February 16, 1997|By NEW YORK TIMES NEWS SERVICE

GENEVA -- More than 60 countries endorsed a landmark agreement in Geneva yesterday to open their telecommunication markets to all rivals.

The pact legally commits governments to unlocking the state telephone monopolies that still control more than half of the world's communications business.

The agreement came after weeks of bruising negotiations in which the United States pushed for greater liberalization and slowly coaxed concessions from countries around the world.

The United States did not get everything it wanted. American negotiators failed to persuade Canada and Japan to give up rules against foreign companies' buying controlling stakes in their dominant telephone carriers.

But the pact does augur steep price reductions in many parts of the $602 billion worldwide communications market. As such, it marks vindication for the United States, which essentially vetoed a much tamer agreement last April.

Consumers are likely to feel the biggest impact in Asia, Latin America and Africa. Most governments there have done little or nothing to reform creaky state-controlled monopolies, which provide shabby service at home and charge wildly inflated prices for international calls.

But the deal will also force the United States and Europe to follow through on opening every segment of their markets to rivals: local and long-distance telephones, international service and wireless communications.

The most fiercely contested part of the accord allows a company based in one country to acquire a controlling stake in the telephone carrier of another country.

That is likely to intensify the scramble among industry titans such as AT&T, British Telecom and NTT of Japan to buy or build their way into world markets.

Jeffrey Lang, the deputy U.S. trade representative who led the talks, said the pact marked a milestone in both international trade and the communications industry.

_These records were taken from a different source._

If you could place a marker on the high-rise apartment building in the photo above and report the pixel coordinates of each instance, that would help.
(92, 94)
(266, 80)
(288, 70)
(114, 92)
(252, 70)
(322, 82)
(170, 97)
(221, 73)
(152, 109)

After months of negotiations in early 1995, the United States abruptly announced that it would not go along with a tentative agreement. The decision infuriated many European governments, which warned that the United States was holding out for too much and would wreck the prospects for a good, if imperfect, move toward freer trade.

The gamble paid off. When negotiations resumed last month, the Americans led by Lang won concession after concession from countries such as Mexico, South Korea and Malaysia.

A result was that 67 countries made firm commitments yesterday to liberalize their markets at least to some degree.

In recent days, moreover, many countries have improved their offers. Mexico and South Korea, for example, agreed to let foreign companies own as much as 49 percent of phone carriers within their borders. Indonesia and Malaysia agreed to adopt the broad regulatory program of allowing competition, as did a host of smaller participants.

Several European countries agreed to deeper changes as well. Spain, Portugal and Italy, for example, had refused to unravel their state monopolies until 2000, two years after most other members of the European Union had committed to take that step. But they now say they will do so on Jan. 1, 1998.